Il emplit l'air d'un rire énorme, désignant à ses compagnons la mine de hibou que faisait son maître. Novelli regarda l'un après l'autre les trois hommes, indécis entre la rogne et le contentement, la bouche débordante de bégaiements, de jurons et de saints noms. Il dit enfin:
– Où avez-vous trouvé de pareils chevaux?
Ils contemplèrent le ciel, bafouillèrent. La joie de frère Bernard s'étrangla dans sa gorge et son front se fit soucieux.
– Dans l'écurie de l'évêque Gui, dit enfin Vitalis.
– Volés? demanda Novelli, retenant à grand-peine, derrière son air scandalisé, un grand ravissement.
– J'ai envoyé un valet à monseigneur Gui, dit frère Bernard avec une inquiétude considérable. Il est prévenu que nous lui ramènerons bientôt ces bonnes bêtes.
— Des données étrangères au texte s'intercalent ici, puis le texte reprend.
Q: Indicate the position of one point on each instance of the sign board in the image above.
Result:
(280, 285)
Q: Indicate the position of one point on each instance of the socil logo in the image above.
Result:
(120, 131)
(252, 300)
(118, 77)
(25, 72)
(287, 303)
Jacques, comprends que sans elles nous n'aurions jamais pu te rejoindre.
– C'est vrai, dit Novelli, c'est vrai.
Il tourna bride et se remit roidement en chemin, cherchant à dissimuler l'émotion très joyeuse qui le bouleversait. Stéphanie fit trotter sa mule à son côté, le regarda obliquement, le jugea fréquentable, et caressa son poing serré sur les rênes.
– Mon Dieu, mon Dieu, murmura-t-il en regardant au loin la route, que veut-on de moi? Quelle sorte d'épreuve ces malandrins m'imposent-ils? Un jour ils me délaissent et le lendemain me poursuivent. Vont-ils encore me faire mal avec leur affection que je ne comprends pas?
– Salomon d'Ondes a l'air d'un brave homme, dit Stéphanie.
– Je vais vers des jours difficiles. Crois-tu qu'ils soient venus m'aider, me raffermir le coeur? Écoute-les, ces fous. Ils m'accompagnent en riant.
– Les oiseaux aussi.
– Hé, que m'importent les oiseaux?
– Ils ne se soucient ni de bien, ni de mal. Ils sont innocents, comme tes amis, contents de vivre, simplement.
– Pas moi, grogna Novelli.
Il se tut, le temps d'un coup d'oeil aux feuillages bruissants, puis ajouta, comme s'il condescendait à une concession magnanime:
– Il est vrai, tout de même, qu'il fait beau.
Il desserra le poing de sa bride et mêla ses doigts à ceux de Stéphanie, mais son air resta sévère et embarrassé jusqu'à ce qu'ils parviennent au gué d'un ruisseau où Vitalis et frère Bernard mirent pied à terre pour se laver le visage. Comme ils s'attardaient à s'asperger en braillant à la belle eau fraîche, dans l'ombre du sous-bois, Salomon poussa son cheval sur le chemin montant et vint à la hauteur de Novelli.